Po skończeniu lekcji nadal nie widzę na szafkach pamiętnika. Postanawiam się tym nie przejmować. Oferuję mamie wieczór filmowy. Również w tym temacie zaszła rewolucja. Oglądamy Strefę Mroku z 1983 roku, a później Pulp Fiction z 1994 roku. Mamy oglądać Grease, ale mamę zaczyna boleć głowa, więc oglądam sam. Z tych trzech najbardziej przypada mi do gustu Pulp Fiction. Następnie wykonuje swoje codzienne czynności, czyli odrabiam lekcje i próbuję się uczyć. Staram się nie myśleć o pamiętniku. Nawet mi się to udaje. Chyba dałbym radę przyzwyczaić się do nowej sytuacji. Choć wolałbym nie mieć takiej konieczności.
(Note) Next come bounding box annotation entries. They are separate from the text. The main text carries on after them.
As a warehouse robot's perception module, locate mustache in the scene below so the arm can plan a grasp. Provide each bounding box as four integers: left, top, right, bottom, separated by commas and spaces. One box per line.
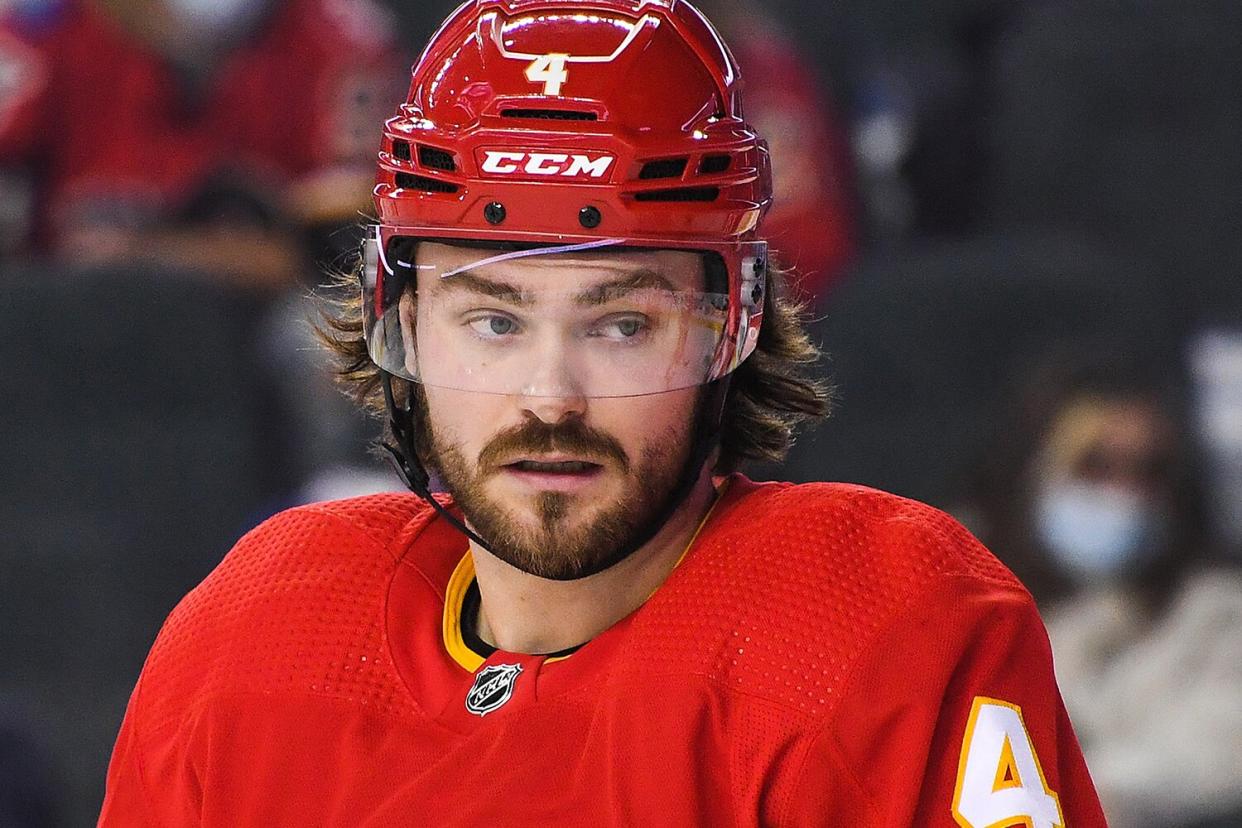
478, 418, 630, 472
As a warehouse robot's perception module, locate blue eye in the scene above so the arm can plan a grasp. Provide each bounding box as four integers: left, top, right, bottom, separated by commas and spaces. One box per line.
467, 313, 518, 339
617, 319, 642, 336
591, 315, 651, 343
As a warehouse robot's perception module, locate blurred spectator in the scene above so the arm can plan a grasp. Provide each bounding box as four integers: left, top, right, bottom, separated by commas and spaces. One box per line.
0, 0, 404, 288
698, 0, 856, 299
980, 362, 1242, 828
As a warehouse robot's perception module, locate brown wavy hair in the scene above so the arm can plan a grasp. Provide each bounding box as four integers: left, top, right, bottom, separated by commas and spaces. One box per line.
315, 253, 832, 474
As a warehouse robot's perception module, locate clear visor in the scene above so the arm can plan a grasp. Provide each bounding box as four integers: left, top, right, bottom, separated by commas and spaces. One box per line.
361, 232, 766, 397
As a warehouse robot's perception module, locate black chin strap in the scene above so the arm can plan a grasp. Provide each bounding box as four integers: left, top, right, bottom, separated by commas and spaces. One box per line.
378, 371, 496, 555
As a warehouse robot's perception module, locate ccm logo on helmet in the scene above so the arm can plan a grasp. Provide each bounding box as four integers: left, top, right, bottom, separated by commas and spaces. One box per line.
478, 149, 616, 181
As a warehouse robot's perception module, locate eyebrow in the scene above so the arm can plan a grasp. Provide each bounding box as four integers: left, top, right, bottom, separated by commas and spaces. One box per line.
574, 268, 677, 304
436, 268, 676, 307
436, 271, 534, 307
Następnego dnia pamiętnika nadal nie ma. Jeszcze następnego nadal. Zaczynam się zastanawiać, czy nie zabrał go jakiś woźny i nie wyrzucił. Inaczej raczej by się pojawił.

Tracę prawie całą nadzieję, gdy wreszcie go widzę. Leży jak zawsze na szczycie szafek. Przebiegam cały korytarz, co musi wyglądać co najmniej dziwnie. A potem chwytam pamiętnik i otwieram go na nowej notatce.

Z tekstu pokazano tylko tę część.